As soon as they were set at liberty, Philip hurried his cousin out of the room, for Frederick was in that reckless condition that he dreaded what he might say or do to the coroner. Here they found that the body of poor Jenny had already been moved to an upper chamber by the orders of Mr Crampton, and was being prepared by women’s hands for its last receptacle. That she should have been touched without his authority made her husband furious.
‘Who has dared to do this?’ he exclaimed wrathfully, as he glared at Mr Crampton and Henry Hindes.
‘I have dared, sir,’ replied the father, determinedly. ‘You stole my living daughter from me, but you shall not have her now that she is dead! I have ordered, or rather my kind friend Hindes here has ordered, every preparation to be made for the conveyance of her precious remains to Hampstead, where I shall take her by train to-morrow, and there our connection ends. You have done me all the injury in your power, and I never wish to see your face again, either in this world or the next.’
‘But you shall not have her, I say,’ cried Frederick in a fury, ‘she was my wife, and I defy you to take her from me, dead or alive! I shall take her myself to my brother’s place in Northampton and see her laid in the family vault of the Walcherens’. That is the only place where my wife shall lie.’
‘She was not your wife,’ exclaimed the old man; ‘you married her under false pretences, and if you attempt to cross me in my purpose I will appeal to the law to see me righted, and give me back all that your villainy has left me of my child.’
‘By Heaven you sha’n’t!’ said the younger man, as he made a rush forward as if he would have seized Mr Crampton by the throat; ‘if you persist in your intention I will fight you inch by inch, old man as you are, for the possession of her remains.’

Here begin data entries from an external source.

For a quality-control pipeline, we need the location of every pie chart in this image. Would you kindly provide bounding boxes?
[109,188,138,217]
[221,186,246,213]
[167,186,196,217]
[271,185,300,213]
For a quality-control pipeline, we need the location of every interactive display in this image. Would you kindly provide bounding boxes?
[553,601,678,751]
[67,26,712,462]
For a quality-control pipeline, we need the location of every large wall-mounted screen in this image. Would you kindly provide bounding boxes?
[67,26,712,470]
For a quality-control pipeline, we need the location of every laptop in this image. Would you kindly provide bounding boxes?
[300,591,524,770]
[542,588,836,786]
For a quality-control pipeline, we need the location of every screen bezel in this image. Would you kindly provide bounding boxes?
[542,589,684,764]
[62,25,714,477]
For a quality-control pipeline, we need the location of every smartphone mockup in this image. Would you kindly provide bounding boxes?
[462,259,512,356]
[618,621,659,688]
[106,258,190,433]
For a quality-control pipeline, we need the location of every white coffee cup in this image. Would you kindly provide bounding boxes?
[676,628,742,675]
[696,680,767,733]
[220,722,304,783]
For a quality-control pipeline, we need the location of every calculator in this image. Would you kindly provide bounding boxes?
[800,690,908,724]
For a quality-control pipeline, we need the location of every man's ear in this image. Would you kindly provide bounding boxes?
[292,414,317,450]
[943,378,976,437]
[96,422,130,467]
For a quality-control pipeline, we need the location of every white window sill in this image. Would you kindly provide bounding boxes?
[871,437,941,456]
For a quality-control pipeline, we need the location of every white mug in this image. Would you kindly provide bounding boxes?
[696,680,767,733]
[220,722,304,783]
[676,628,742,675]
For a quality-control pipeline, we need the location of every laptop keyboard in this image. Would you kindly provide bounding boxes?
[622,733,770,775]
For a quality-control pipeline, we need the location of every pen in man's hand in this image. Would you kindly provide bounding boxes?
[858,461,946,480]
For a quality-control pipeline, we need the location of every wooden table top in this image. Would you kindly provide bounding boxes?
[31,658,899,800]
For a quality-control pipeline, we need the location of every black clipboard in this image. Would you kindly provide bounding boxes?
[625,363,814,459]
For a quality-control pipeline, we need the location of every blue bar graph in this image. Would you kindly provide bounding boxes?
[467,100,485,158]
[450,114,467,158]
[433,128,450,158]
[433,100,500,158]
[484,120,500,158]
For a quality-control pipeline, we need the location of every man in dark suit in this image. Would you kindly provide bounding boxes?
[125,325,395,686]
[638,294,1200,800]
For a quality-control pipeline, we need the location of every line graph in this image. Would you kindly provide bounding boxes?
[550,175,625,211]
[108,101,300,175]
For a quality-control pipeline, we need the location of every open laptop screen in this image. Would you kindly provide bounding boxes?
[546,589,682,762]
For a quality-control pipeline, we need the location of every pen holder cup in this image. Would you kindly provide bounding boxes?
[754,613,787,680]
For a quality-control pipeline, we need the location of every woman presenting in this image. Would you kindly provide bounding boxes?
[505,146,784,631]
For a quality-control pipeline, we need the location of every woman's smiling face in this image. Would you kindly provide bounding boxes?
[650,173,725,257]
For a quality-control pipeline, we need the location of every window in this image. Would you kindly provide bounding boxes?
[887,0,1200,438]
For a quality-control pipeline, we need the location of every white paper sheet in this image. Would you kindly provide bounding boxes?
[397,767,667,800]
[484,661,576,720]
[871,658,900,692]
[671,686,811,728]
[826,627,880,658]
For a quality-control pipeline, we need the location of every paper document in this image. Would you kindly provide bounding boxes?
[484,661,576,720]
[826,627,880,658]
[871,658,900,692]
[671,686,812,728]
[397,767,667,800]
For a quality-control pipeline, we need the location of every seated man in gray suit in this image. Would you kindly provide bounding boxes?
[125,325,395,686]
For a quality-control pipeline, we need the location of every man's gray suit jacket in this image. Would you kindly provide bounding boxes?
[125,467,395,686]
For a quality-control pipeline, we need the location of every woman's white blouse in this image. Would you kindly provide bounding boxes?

‘Frederick!’ interposed Philip, restraining him, ‘think what you are saying and doing. Is such wrangling seemly in the very presence of the dead? You know what this gentleman says is the truth. You did rob him of his daughter, and by a fraud. In strictest justice, therefore, she belongs to him now, as she did whilst alive. But even were it not so, cannot you make up your mind to yield your wishes to his? Think of all he has lost, of how little he has remaining, and don’t deny him this sad consolation of laying his daughter to rest where he can see her grave. It is really of so little consequence when you come to think of it! And if it is a sacrifice on your part, cannot you make it as a little expiation for what has gone before, an atonement which Heaven may accept for the wrong you did them both. Be reasonable, Fred! After to-day neither you nor her father will ever see her in this world again. Why deny him the sorry comfort of taking her body home for her poor mother to weep over? Come, my dear fellow, yield this little point gracefully. I fancy your dear young wife, could we ask her, would rather choose to lie at Hampstead amongst the flowers than in our musty old vault at Northampton, where you never go.’

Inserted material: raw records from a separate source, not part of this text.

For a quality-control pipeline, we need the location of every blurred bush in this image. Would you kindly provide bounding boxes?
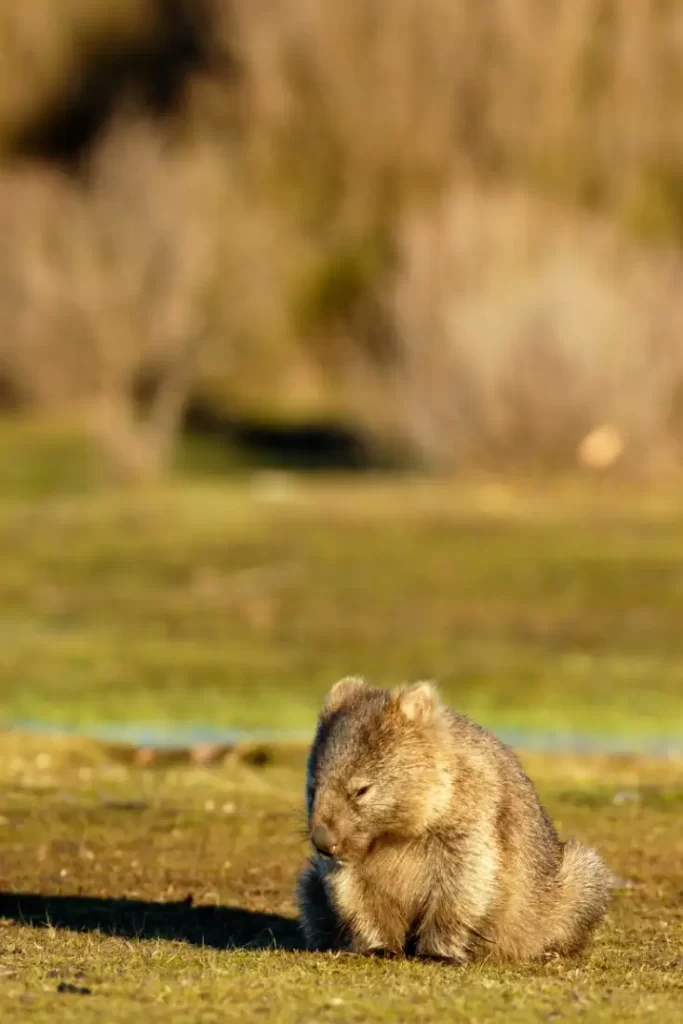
[0,0,683,478]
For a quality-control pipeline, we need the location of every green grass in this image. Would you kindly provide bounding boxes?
[0,734,683,1024]
[0,473,683,737]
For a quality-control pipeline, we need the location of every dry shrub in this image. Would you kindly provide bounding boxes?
[378,186,683,471]
[0,0,683,473]
[0,125,216,475]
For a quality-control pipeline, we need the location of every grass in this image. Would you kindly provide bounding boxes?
[0,473,683,742]
[0,734,683,1024]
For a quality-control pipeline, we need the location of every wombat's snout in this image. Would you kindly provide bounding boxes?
[310,825,336,857]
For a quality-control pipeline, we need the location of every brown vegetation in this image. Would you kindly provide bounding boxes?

Frederick gave a tremendous gulp.
‘Perhaps so,’ he answered, ‘perhaps so.’ Then to Mr Crampton, ‘Take her, sir, then, take my angel back to her own people, but let me bid her a last farewell before she is carried away from me.’
‘Certainly, certainly,’ said Mr Crampton, shamed out of his brawling manner by the other’s submission, ‘and I thank you for yielding the point, but I feel it is my right—the only right, unfortunately, which you have left me.’